Healthcare reform is not a topic well-suited to cold-calling. But if we don’t have strategic relationships with our clients, it will be a very difficult conversation to start — and one they’re probably already having with someone else. On the other hand, if we are living up to our potential as trusted advisors, then the conversation becomes a natural part of an ongoing dialog on workforce planning. It becomes one more variable — albeit a crucial one — that is factored into discussions about what percentage of their post-PPACA workers should be full-time versus temp versus 1099; how shifting work outside the U.S. might affect their overall labor costs; how payrolling certain segments of their workforce could provide advantages. From that vantage point, the unique complexities of healthcare reform boil down to a common theme in our industry: Firms that understand their clients’ holistic workforce needs and have earned their trust as strategic advisors will set themselves apart from the competition.
As the war for talent continues, that need extends to becoming employers of choice among free agents. I’m encouraged that PPACA will accelerate the growth of non-traditional workers and remove longstanding barriers to employment options.
Expanding the Flexible Workforce
The United States remains the only advanced nation in which individuals lack access to affordable group health coverage outside the employment setting. As a result, health insurance-related “job lock” afflicts millions, which is bad for entrepreneurship, worse for economic dynamism and frustrating for an industry that relies on a free-agent workforce. Simply put, non-traditional workers are treated badly by the current model.
On this front, one of the most encouraging elements of healthcare reform is the creation of the state insurance exchanges. When fully implemented, they will provide access to competitive insurance markets to all workers, regardless of their workstyle. Kelly’s own research demonstrates that the lack of equal access to health insurance is a key factor inhibiting free agency. Any policy choice that enhances the availability and mobility of talent is a good thing for the staffing industry and the economy as a whole.

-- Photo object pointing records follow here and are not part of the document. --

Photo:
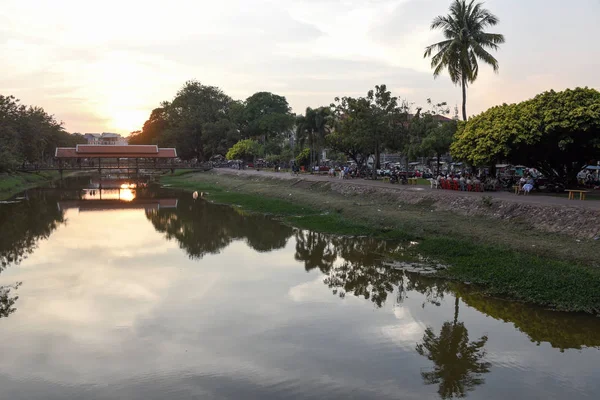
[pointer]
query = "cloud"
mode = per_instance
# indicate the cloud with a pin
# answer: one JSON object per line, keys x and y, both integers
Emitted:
{"x": 99, "y": 76}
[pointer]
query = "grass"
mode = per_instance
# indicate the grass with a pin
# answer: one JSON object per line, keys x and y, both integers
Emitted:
{"x": 546, "y": 269}
{"x": 13, "y": 183}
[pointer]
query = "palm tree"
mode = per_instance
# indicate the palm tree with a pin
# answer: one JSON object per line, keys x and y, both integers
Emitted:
{"x": 466, "y": 43}
{"x": 305, "y": 130}
{"x": 313, "y": 126}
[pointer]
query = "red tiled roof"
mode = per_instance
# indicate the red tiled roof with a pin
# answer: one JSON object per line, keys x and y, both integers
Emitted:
{"x": 133, "y": 151}
{"x": 100, "y": 149}
{"x": 65, "y": 152}
{"x": 167, "y": 153}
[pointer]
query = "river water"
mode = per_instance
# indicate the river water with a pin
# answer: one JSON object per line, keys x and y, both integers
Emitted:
{"x": 135, "y": 292}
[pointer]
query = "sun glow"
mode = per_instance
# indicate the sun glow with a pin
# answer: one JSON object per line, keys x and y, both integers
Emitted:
{"x": 129, "y": 120}
{"x": 127, "y": 195}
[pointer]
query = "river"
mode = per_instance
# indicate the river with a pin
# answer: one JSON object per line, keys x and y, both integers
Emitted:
{"x": 140, "y": 292}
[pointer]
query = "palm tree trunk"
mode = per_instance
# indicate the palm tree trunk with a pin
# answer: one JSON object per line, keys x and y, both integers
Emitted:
{"x": 464, "y": 87}
{"x": 456, "y": 304}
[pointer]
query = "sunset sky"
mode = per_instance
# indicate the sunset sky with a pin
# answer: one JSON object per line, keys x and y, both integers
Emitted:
{"x": 103, "y": 66}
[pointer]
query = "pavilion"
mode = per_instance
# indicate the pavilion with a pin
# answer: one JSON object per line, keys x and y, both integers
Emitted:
{"x": 115, "y": 157}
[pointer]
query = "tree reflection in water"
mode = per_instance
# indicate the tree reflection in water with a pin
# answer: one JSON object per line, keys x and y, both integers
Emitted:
{"x": 202, "y": 228}
{"x": 458, "y": 363}
{"x": 23, "y": 224}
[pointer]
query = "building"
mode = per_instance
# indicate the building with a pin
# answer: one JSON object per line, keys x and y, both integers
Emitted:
{"x": 105, "y": 139}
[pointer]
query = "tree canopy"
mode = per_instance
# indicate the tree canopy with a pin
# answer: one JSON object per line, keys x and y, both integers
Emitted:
{"x": 466, "y": 42}
{"x": 29, "y": 134}
{"x": 245, "y": 149}
{"x": 555, "y": 132}
{"x": 365, "y": 126}
{"x": 202, "y": 121}
{"x": 267, "y": 115}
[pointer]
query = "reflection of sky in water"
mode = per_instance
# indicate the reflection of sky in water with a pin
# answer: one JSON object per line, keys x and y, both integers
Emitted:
{"x": 110, "y": 309}
{"x": 124, "y": 193}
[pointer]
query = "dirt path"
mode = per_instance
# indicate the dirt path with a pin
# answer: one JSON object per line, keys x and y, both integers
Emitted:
{"x": 504, "y": 196}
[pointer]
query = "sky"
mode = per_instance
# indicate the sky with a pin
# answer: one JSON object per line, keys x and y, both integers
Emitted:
{"x": 103, "y": 66}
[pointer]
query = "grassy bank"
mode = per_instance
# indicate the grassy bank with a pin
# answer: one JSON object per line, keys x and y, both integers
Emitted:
{"x": 13, "y": 183}
{"x": 505, "y": 258}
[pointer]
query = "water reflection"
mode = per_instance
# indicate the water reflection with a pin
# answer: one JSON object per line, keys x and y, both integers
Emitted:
{"x": 356, "y": 266}
{"x": 202, "y": 228}
{"x": 22, "y": 225}
{"x": 459, "y": 364}
{"x": 255, "y": 312}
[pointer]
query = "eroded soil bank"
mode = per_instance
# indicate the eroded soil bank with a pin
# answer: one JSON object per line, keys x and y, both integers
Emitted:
{"x": 544, "y": 254}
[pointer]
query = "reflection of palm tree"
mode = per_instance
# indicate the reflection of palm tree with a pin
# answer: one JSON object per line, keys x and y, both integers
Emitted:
{"x": 315, "y": 250}
{"x": 7, "y": 300}
{"x": 458, "y": 363}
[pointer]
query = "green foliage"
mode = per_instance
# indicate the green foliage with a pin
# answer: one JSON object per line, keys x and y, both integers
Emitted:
{"x": 312, "y": 128}
{"x": 365, "y": 126}
{"x": 555, "y": 132}
{"x": 466, "y": 42}
{"x": 29, "y": 134}
{"x": 244, "y": 150}
{"x": 563, "y": 285}
{"x": 303, "y": 158}
{"x": 267, "y": 116}
{"x": 152, "y": 130}
{"x": 430, "y": 133}
{"x": 202, "y": 121}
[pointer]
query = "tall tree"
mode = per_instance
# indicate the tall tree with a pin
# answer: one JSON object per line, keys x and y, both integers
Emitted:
{"x": 366, "y": 126}
{"x": 29, "y": 134}
{"x": 466, "y": 43}
{"x": 192, "y": 115}
{"x": 555, "y": 132}
{"x": 313, "y": 127}
{"x": 267, "y": 116}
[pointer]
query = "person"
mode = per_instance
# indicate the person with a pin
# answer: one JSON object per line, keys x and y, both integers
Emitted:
{"x": 528, "y": 186}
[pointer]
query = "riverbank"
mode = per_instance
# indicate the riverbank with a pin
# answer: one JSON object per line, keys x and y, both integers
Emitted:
{"x": 13, "y": 183}
{"x": 506, "y": 258}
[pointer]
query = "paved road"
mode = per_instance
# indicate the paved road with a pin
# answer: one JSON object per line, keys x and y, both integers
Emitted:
{"x": 505, "y": 196}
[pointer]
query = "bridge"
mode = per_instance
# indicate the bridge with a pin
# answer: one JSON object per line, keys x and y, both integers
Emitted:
{"x": 109, "y": 157}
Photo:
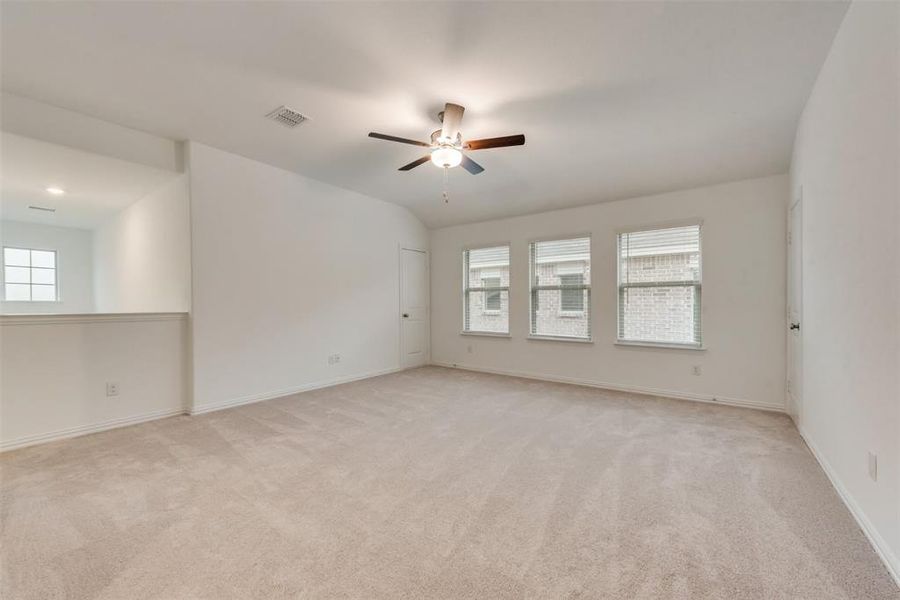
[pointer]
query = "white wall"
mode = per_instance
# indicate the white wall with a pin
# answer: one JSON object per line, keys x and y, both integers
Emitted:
{"x": 287, "y": 270}
{"x": 53, "y": 373}
{"x": 847, "y": 160}
{"x": 142, "y": 255}
{"x": 743, "y": 297}
{"x": 30, "y": 118}
{"x": 74, "y": 265}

Like many provisions of PPACA, regulations surrounding the exchanges have the ability to make or break their potential. A draft implementation plan is expected from the federal government later this year, and we can be sure it will be incredibly complex. How the agencies are structured and implemented will have a major impact on individual states, employers, insurers and providers. In an industry with large numbers of employees and systemically high turnover, staffing companies will have a distinct interest in the success of these exchanges.
Given the scope and complexity of healthcare reform, plenty of questions remain. In particular, the definition of full-time employment; details surrounding a waiting period and auto-enrollment; and the method for calculating penalties will have significant impact on our industry, our clients, and our free-agent workforce. The good news is that ASA and coalition members have claimed a seat at the table and are well-aligned on these points. Let’s resolve as an industry to continue the good work and active participation in these issues that will do so much to shape our future. 2014 will be here before we know it. Let’s be ready.
Carl T. Camden is president and chief executive officer of Kelly Services Inc.